Optimized Curcumin contains not only curcumin but also a proprietary blend of soya-lecithin and vitamin C, and the gelling agents stearic acid dextrin and hydroxypropylmethylcellulose. According to the manufacturer, this mixture enhances the body’s uptake of the curcumin.
The researchers gave curcumin or a placebo to two groups of 19 subjects, aged 40-60, daily for a period of four weeks.
To start with the triglyceride concentration went down by 10 percent. Nothing happened to the subjects' cholesterol levels.
The NO concentration in the blood rose considerably. That suggests that curcumin can reduce blood pressure and keep blood vessel walls supple. But NO is also interesting for athletes, because some studies suggest that more NO boosts stamina and possibly muscle growth too.
The concentration of the soluble intercellular adhesion molecule [sICAM] went down, which may mean that curcumin inhibits hardening of the arteries.
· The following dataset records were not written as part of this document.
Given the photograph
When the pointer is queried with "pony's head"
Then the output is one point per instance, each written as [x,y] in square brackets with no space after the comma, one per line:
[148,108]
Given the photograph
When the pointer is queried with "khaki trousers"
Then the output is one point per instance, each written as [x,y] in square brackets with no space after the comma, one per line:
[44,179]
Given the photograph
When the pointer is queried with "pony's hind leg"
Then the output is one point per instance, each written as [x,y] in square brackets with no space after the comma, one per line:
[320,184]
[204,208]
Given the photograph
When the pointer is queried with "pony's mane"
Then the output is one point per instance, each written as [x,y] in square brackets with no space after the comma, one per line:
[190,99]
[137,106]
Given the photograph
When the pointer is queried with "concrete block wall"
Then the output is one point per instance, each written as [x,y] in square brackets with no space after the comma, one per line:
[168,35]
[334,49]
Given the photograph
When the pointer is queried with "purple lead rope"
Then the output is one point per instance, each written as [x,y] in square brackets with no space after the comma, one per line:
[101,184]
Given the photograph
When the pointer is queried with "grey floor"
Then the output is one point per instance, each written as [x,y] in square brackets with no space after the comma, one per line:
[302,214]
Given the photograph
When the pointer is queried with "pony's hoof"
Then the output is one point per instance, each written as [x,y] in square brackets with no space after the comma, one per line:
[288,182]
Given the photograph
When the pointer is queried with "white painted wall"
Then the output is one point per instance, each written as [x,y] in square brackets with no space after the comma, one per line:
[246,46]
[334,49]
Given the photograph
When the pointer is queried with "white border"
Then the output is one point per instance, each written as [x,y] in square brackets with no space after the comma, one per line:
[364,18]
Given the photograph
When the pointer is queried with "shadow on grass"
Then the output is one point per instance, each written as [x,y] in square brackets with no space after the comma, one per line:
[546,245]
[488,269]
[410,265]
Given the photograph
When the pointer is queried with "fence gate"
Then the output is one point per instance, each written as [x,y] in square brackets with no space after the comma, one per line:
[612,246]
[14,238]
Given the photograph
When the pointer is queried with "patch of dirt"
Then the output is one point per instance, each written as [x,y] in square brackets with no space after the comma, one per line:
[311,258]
In the subjects' saliva the amylase activity declined. Amylase is an enzyme that splits starchy substances up into glucose molecules. The total antioxidant activity rose.
And in the blood the activity of the endogenous antioxidant enzyme catalase rose too. Catalase converts hydrogen peroxide into water. Hair turns grey when the catalase activity decreases in the cells that make the hairs. Whether that means that you can delay the moment at which your hair starts to turn grey, the researchers don't say.
Lastly, the activity of the beta-amyloid protein decreased in the blood of the subjects. The effect was not large, but it is possible that high doses of curcumin may protect brain cells from diseases such as Alzheimer's.